Extrait 1 :
On peut dire même, évidemment, que j'aurais mieux fait de rester dans mon pays, chez ma mère. Sans doute aurais-je fini par m'habituer à ce qu'on appelle la sagesse, aux fourneaux astiqués, aux pommes de terre frites et à la bière ; et peut-être même au ciel gris et à l'absence implacable de la beauté. Beaucoup d'autres s'en contentent et, paraît-il, n'en meurent pas. Moi, rien que d'y penser, je sens mes cheveux qui se dressent sur ma tête.
"Che bella storia !" comme dirait mon ancienne colocataire, calabraise pur jus certifiée AOC. Quel beau livre ! Rien que d'y penser mes mains tremblent, tellement je me sens indigne d'en écrire la critique. Comment décrire la magie de ce roman ? Comme le dit la préface, il suffit de l'ouvrir au hasard et de commencer à lire pour se sentir comblé. Peut être est-ce aussi parce que le destin du personnage principal y est similaire au mien : homme du nord, dilettante ayant commencé des études d'histoire de l'art, venu s'échouer dans cette cité millénaire. Surtout, Alexis Curvers a su si bien traduire les sentiments de cette congrégation officieuse que forment les amoureux de Rome, fervents amateurs de la beauté dont une citation trône en tête de chaque chapitre, là ou les autres ne voient qu'un champs de ruines. Habilement, l'auteur nous fait visiter Rome à la suite du narrateur, devenu guide touristique grâce à une combine, dont des autrichiens seront les premières victimes consentantes et satisfaites. Le personnage, qui découvre en même temps que son cheptel les lieux qu'il est censé commenter, ne fait part de ses véritables impressions qu'au lecteur. Il porte par ailleurs le même regard mi-désabusé, mi-paternaliste, que les habitants de Rome sur les touristes. Lors de sa première journée seul un couple d'amoureux et une vieille dame trouvent grâce à ses yeux.
Extrait 2 :
Elle se leva. Avant de sortir, elle considéra un moment encore le bar rutilant, les cristaux, le percolateur d'où s'échappait une vapeur sifflante, le geste habile du garçon qui servait une tranche napolitaine à deux femmes riant aux éclats... Moi, je reverrais souvent ce petit bar ouvert la nuit, fidèle et miroitant refuge des déceptions tardives, des attentes obstinées, des suprêmes espérances... Mais Mme Muller en recueillait jalousement l'image et la garderait par-devers elle jusqu'à sa mort, comme un fragment d'émeraude tombé de la couronne d'une reine, pour se rappeler dans son exil la majesté bénigne et familière de Rome.
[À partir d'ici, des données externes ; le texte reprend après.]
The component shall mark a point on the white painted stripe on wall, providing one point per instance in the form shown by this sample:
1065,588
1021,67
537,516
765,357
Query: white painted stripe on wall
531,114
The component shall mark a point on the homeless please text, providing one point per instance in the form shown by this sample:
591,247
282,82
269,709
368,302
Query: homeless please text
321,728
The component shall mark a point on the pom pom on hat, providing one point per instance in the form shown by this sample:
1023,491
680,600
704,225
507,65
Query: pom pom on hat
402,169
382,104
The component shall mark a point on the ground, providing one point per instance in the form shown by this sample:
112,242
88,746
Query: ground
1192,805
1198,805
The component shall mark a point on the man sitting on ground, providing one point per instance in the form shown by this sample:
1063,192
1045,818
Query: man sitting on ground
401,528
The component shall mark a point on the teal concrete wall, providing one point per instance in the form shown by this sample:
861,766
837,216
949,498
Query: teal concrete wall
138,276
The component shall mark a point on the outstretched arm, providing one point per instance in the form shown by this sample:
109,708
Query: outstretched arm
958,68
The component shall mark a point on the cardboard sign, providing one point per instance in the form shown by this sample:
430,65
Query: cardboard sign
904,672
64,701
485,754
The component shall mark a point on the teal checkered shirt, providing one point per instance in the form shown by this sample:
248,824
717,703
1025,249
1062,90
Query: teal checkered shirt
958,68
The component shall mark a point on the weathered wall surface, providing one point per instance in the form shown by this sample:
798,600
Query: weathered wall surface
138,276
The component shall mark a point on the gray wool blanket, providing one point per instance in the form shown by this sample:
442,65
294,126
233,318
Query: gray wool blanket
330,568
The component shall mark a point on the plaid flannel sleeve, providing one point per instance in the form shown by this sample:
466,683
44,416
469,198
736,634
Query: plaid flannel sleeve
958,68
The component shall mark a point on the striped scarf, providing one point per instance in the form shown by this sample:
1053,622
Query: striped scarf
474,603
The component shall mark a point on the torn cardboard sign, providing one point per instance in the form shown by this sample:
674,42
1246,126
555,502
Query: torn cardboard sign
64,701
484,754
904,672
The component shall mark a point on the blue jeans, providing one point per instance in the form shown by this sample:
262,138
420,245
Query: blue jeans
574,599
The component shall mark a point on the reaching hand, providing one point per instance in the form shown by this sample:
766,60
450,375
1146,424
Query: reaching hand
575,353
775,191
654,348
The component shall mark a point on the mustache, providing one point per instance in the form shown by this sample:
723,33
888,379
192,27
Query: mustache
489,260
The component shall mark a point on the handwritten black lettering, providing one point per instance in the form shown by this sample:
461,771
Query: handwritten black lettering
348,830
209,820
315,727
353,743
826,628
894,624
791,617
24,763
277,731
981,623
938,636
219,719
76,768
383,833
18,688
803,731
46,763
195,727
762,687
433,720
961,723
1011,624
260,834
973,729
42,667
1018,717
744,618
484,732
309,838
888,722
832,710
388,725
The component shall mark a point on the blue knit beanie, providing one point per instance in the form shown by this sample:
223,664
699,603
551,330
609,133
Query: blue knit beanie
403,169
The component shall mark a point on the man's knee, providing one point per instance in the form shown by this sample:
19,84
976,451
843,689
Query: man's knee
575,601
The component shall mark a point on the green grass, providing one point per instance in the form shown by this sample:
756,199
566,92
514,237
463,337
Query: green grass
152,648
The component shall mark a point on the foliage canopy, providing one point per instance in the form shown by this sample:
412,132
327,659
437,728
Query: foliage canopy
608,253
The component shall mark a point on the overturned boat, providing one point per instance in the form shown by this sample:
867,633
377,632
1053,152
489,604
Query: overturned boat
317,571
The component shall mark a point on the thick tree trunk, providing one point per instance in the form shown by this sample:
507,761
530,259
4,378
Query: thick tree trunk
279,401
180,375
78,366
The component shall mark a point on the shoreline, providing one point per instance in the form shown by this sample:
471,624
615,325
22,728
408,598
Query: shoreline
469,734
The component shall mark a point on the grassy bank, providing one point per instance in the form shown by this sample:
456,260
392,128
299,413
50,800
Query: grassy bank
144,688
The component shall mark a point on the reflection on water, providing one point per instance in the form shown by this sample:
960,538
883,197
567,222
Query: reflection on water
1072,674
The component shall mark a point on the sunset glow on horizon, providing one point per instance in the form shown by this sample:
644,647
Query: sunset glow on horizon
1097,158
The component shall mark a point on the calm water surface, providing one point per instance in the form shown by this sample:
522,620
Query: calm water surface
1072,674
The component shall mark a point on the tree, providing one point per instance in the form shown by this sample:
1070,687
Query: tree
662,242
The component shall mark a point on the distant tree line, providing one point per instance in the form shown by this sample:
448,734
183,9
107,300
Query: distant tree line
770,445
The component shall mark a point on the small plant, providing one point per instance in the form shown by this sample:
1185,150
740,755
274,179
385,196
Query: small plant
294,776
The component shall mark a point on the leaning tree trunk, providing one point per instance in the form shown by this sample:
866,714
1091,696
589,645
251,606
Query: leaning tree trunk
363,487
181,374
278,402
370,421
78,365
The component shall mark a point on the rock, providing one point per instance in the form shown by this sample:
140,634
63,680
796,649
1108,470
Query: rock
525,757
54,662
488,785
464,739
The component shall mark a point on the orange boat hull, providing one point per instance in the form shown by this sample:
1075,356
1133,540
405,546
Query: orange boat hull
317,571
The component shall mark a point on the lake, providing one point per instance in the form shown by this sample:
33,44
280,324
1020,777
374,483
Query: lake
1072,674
Au fur et à mesure il prend ses habitudes, comme c'est souvent le cas là-bas. Il juge avec indulgence les romains, dont le comportement change du tout au tout selon qu'ils ont besoin de son aide ou non. Ses réflexions sur la ville le poussent d'ailleurs à des considérations plus générales qui font aussi l'intérêt du livre. Il se trouve une fiancée qu'il assimile à Rome, et un cercle d'amis et de connaissances se forme autour de lui, dont le plus attachant est sans aucun doute Sir Craven, aristocrate anglais un peu dandy dont le secret n'est révélé que dans les derniers chapitres.
Extrait 3 :
Extrait 3 :
Il y eut un petit silence. On attendit qu'Orfeo demandât si l'Américain avait de l'argent. Mais la question était superflue et fut remplacée par une autre, de la marquise :
- Achète-t-il des œuvres d'art ?
- A propos, chère amie, m'écriai-je, qu'est donc devenu votre Chirico ? Cette peinture, en somme, a décidé de ma destinée. Vous vous souvenez ? Tempo di Roma.
- Il est à vendre, dit la marquise. Mais l'époque est mauvaise. Le tableau, d'ailleurs, ne vaut rien. Mais je raconte partout qu'il m'a été offert par Benito.
- Gran peccato, dit l'évêque.
La voix du perroquet résonna dans les profondeurs sinueuses de l'appartement.
- Encore un peu de temps, continua la marquise, et quelque fasciste mal repenti me le paiera au poids de l'or.
- Madonna ! répéta le perroquet.
- Gran peccato, dit l'évêque, ma bella combinazione.